Google Drive CSV file link to Pandas DataFrame

How to read in a csv file from Google Drive to a Pandas DataFrame:

url = ' google drive sharing link'
path = 'https://drive.google.com/uc?export=download&id='+url.split('/')[-2]
df = pd.read_csv(path)

Show DataFrame output on Streamlit app:

 st.write(df)

If you run into any issues, try making the CSV file link public on Google Drive. This could be a potential workaround for uploading large files.

6 Likes

@Cervone23

Works great, any chance there is a way to upload files in a similar way (without google API), overwriting the file?
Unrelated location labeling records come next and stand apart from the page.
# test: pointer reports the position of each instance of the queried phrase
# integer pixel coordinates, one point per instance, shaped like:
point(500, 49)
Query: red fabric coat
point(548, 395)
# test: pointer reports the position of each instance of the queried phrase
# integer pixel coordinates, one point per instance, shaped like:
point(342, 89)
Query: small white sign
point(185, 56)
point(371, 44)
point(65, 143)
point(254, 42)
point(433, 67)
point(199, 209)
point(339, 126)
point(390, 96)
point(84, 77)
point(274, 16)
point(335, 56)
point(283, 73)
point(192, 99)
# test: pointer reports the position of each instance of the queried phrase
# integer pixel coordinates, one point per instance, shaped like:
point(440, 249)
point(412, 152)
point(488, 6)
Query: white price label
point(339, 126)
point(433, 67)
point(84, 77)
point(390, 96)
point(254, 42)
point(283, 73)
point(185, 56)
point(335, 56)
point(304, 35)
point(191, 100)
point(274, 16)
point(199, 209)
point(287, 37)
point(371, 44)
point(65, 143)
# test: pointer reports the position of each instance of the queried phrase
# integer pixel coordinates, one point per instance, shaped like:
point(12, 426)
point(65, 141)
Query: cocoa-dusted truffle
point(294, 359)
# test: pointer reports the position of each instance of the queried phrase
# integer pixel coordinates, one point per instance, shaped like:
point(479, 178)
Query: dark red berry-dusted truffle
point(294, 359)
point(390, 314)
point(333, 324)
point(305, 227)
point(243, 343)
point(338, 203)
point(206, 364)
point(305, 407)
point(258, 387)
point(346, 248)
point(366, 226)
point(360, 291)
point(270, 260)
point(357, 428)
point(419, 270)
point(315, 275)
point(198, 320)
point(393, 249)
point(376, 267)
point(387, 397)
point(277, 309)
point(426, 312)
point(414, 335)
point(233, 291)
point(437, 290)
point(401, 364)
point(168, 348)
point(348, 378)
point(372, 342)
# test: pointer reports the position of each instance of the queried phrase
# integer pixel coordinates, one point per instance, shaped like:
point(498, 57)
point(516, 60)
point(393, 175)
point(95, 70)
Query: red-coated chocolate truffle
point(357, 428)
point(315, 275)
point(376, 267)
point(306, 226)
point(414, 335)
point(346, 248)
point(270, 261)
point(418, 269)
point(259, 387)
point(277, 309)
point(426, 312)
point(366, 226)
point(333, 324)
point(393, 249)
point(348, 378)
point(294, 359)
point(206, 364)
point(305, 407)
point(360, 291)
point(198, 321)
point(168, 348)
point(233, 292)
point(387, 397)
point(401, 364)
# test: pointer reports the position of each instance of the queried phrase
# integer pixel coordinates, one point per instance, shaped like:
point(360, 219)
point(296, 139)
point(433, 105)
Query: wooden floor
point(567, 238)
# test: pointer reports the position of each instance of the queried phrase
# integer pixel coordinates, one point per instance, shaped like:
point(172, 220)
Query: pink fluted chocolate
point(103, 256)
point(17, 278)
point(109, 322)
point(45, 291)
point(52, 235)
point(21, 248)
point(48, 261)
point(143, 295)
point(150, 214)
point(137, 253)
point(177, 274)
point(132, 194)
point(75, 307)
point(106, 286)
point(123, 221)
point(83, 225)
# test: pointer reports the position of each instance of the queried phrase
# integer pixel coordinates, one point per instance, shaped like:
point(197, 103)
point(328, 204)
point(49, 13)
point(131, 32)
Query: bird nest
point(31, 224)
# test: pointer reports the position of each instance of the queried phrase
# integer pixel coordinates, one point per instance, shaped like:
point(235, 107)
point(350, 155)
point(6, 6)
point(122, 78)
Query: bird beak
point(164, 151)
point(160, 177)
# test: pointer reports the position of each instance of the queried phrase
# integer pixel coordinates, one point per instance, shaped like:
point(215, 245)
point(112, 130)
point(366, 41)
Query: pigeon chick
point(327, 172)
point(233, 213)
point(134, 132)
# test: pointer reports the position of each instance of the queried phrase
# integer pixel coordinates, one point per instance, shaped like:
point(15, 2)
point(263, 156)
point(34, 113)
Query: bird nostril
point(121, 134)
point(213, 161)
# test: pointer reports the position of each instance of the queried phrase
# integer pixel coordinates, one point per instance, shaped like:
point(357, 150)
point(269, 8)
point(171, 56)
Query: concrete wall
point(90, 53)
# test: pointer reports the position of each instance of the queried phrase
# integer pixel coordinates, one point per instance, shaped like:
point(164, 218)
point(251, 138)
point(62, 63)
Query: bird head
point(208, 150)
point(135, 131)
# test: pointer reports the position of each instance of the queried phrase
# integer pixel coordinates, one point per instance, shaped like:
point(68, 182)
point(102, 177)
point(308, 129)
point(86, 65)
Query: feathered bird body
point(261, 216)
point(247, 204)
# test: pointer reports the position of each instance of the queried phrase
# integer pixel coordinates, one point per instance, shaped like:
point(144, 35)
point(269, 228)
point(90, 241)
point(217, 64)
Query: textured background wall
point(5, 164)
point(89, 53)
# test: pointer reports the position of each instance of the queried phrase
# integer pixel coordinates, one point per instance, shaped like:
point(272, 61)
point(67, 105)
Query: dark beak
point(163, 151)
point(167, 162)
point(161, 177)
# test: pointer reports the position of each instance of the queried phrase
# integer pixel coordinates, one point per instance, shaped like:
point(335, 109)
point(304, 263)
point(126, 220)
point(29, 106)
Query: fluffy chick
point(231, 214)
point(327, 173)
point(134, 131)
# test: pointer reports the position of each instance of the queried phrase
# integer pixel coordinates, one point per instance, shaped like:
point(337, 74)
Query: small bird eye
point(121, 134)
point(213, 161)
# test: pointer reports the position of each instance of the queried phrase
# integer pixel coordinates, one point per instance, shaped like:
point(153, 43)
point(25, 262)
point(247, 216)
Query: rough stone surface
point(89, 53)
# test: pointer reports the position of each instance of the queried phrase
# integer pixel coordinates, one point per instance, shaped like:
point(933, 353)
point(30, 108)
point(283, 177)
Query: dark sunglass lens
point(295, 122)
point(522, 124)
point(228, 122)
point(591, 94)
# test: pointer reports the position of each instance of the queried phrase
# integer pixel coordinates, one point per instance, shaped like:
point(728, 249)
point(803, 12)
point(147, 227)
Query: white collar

I would like to read the file, append it and the save it back to google drive and still use the same URL.

Thanks in advance!

since the suggested method seems to be unreliable I ended up using a google service account like so

from pandas import read_csv
from pandas import DataFrame
from google.oauth2.service_account import Credentials
from googleapiclient.discovery import build
from googleapiclient.http import MediaIoBaseDownload
from io import BytesIO

def google_drive(id:str) -> DataFrame:
    SCOPES = ["https://www.googleapis.com/auth/drive.readonly"]
    creds = Credentials.from_service_account_file(
        "service-account.json",
        scopes=SCOPES,
    )
    service = build(
        "drive",
        "v3",
        credentials=creds,
        cache_discovery=False,
    )
    request = service.files().get_media(fileId=id)
    file = BytesIO()
    downloader = MediaIoBaseDownload(file,request)
    done = False
    while done is False: _,done = downloader.next_chunk()
    file.seek(0)
    return read_csv(file)
2 Likes

Great code, thanks for sharing!

@metasemantic skyAR app (mentioned in how-to-download-large-model-files-to-the-sharing-app) implements a download_file_from_google_drive function that may also be of interest as it doesn’t require googleapiclient or google:

import requests


def get_confirm_token(response):
    for key, value in response.cookies.items():
        if key.startswith('download_warning'):
            return value

    return None

def save_response_content(response, destination):
    CHUNK_SIZE = 32768

    with open(destination, "wb") as f:
        for chunk in response.iter_content(CHUNK_SIZE):
            if chunk: # filter out keep-alive new chunks
                f.write(chunk)

def download_file_from_google_drive(id, destination):
    URL = "https://docs.google.com/uc?export=download"

    session = requests.Session()

    response = session.get(URL, params = { 'id' : id }, stream = True)
    token = get_confirm_token(response)

    if token:
        params = { 'id' : id, 'confirm' : token }
        response = session.get(URL, params = params, stream = True)

    save_response_content(response, destination) 
2 Likes